Today, Cooper and his Ganj-A-GoGo partners are seeking their standard cultivation and standard manufacturing licenses to start operating in New Jersey. He credits influential Gloucester County NAACP President Loretta Winters with helping build a ground well of support for his efforts.

“I am not sure if I or our company will win the two initial licenses we seek but I intend to do everything in my power to work towards that goal,” Cooper said. “I have put my life’s savings on the line to realize this goal and there have been times when I have questioned this decision.

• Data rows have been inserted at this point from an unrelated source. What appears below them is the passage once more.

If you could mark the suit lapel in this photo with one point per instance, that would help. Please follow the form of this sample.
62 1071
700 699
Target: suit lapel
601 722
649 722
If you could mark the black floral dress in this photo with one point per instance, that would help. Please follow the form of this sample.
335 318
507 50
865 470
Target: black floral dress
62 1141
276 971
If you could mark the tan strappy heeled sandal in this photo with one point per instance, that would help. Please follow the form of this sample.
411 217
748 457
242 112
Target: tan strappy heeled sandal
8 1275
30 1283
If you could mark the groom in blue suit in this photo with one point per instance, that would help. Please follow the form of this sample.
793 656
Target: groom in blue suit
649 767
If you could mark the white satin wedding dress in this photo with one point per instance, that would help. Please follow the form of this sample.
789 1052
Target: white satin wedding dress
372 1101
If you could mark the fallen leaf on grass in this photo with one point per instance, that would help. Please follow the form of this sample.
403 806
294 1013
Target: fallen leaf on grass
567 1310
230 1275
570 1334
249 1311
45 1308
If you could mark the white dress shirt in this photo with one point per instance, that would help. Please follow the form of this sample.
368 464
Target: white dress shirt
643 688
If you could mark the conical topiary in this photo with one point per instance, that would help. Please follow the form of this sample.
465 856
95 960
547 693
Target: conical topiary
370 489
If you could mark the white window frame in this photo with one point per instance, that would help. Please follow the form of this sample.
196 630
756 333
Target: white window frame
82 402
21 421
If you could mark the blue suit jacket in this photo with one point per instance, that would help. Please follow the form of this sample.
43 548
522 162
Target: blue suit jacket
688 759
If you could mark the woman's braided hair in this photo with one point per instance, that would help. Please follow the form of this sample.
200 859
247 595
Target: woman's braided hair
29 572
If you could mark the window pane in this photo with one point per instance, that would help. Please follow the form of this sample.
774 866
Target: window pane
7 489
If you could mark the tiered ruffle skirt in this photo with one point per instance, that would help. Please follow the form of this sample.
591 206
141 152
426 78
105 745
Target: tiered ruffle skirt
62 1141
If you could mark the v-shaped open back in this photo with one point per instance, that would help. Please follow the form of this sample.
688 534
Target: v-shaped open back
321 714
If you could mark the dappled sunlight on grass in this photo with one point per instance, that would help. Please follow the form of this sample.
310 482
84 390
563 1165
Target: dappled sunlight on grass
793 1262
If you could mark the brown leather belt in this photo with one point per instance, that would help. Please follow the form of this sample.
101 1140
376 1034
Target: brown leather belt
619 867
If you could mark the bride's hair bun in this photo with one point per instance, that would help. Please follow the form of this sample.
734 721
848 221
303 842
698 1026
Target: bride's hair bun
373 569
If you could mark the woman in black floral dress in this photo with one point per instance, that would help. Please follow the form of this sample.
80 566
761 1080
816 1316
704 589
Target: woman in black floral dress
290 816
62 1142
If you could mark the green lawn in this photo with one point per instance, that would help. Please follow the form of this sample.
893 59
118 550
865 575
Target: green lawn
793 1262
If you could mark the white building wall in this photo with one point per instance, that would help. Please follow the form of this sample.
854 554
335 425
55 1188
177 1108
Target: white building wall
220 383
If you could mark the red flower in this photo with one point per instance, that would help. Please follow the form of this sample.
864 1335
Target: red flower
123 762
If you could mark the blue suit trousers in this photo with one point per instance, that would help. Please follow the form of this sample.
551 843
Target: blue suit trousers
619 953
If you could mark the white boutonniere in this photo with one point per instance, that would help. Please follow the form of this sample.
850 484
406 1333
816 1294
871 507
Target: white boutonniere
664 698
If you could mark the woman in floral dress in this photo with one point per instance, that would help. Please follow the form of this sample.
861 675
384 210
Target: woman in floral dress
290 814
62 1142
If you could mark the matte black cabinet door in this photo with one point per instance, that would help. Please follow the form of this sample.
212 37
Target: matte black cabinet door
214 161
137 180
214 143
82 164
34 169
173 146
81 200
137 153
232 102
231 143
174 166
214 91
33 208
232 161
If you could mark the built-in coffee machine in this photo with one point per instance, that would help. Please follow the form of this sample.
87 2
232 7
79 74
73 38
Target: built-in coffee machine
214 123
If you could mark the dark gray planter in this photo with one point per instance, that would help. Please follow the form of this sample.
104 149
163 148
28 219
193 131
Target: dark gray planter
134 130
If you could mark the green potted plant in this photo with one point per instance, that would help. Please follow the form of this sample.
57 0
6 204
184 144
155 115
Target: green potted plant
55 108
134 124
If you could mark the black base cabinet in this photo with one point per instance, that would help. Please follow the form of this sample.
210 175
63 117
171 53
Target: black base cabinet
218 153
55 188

I realize that I am not only fighting for my own future, but I am also fighting for the potential future of marginalized residents of Camden, New Jersey state, and the U.S.A. as well.

“We are still hunting for investments to make this dream a reality. I am fighting to get the word out about our company and the amazing team that we have. I invite anyone listening who has the means to help us reach these goals to reach out to us and let us tell them about what we are doing. 

“We are also open to any support from any industry partners that are on board with our ethos; starting a profitable cannabis business is the key, but there is no reason why we can’t do well for ourselves while doing good for others at the same time,” Cooper said.

He said more people his age demographic and younger are increasingly more conscious about where they spend their money.

“There is time for a change in this New Jersey community and the country at large. It is incumbent upon those of us with the energy and drive to help move the needle to creating responsible, ethical, and conscientious corporate entities; promoting sustainable business practices that do not exploit, but uplift.

“I am a huge advocate for the bud. It helped me profoundly. It allows me to calm myself after a long hard day. I have better sleep and less stress in my life as a result and I intend to share what I’ve learned with my community and the world,” he added.